Lc 13,10-17
In quel tempo Gesù 10 stava insegnando in una sinagoga in giorno di sabato. 11 C’era là una donna che uno spirito teneva inferma da diciotto anni; era curva e non riusciva in alcun modo a stare diritta. 12 Gesù la vide, la chiamò a sé e le disse: «Donna, sei liberata dalla tua malattia». 13 Impose le mani su di lei e subito quella si raddrizzò e glorificava Dio. 14 Ma il capo della sinagoga, sdegnato perché Gesù aveva operato quella guarigione di sabato, prese la parola e disse alla folla: «Ci sono sei giorni in cui si deve lavorare; in quelli dunque venite a farvi guarire e non in giorno di sabato». 15 Il Signore gli replicò: «Ipocriti, non è forse vero che, di sabato, ciascuno di voi slega il suo bue o l’asino dalla mangiatoia, per condurlo ad abbeverarsi? 16 E questa figlia di Abramo, che Satana ha tenuto prigioniera per ben diciotto anni, non doveva essere liberata da questo legame nel giorno di sabato?». 17 Quando egli diceva queste cose, tutti i suoi avversari si vergognavano, mentre la folla intera esultava per tutte le meraviglie da lui compiute.

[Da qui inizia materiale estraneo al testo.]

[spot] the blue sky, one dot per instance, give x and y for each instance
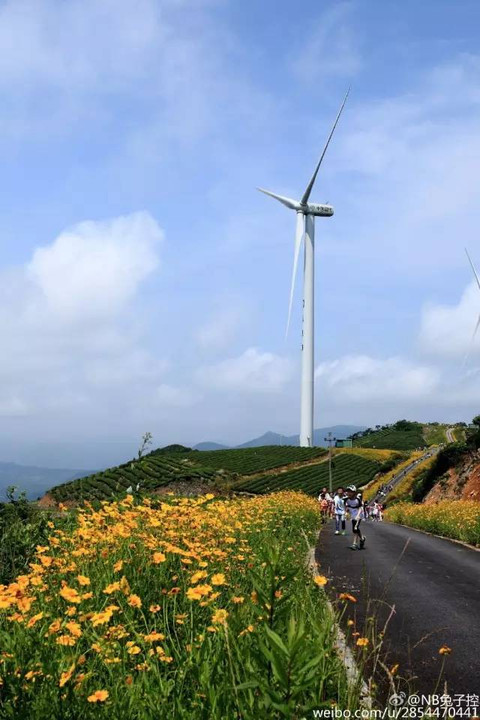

In quanto ebreo osservante, Gesù santifica il giorno di sabato, partecipa alla vita liturgica della sinagoga. Il sabato, la fidanzata “Shabbat”, simbolo dell’amore di Dio, abbraccia il popolo d’Israele nel riposo del tempo tutto dedicato all’ascolto della Torah e al suo studio. Lo abbiamo constatato nel Vangelo di ieri.
C’era là una donna curvata dal male, incapace a stare diritta. Gesù la vede, la chiama, le parla e la tocca imponendole le mani per annunciarle la liberazione: “Sei liberata dalla tua malattia”.
L’insegnamento di Gesù sfocia in una parola personale e concreta, la pienezza del sabato è per ciascuno e ciascuna. Il sabato è per l’essere umano e la creazione tutta, perché Dio è il creatore. La persona non deve essere asservita al sabato, perché Dio è il liberatore. È quello che Gesù tenta di far capire al capo religioso e alle folle.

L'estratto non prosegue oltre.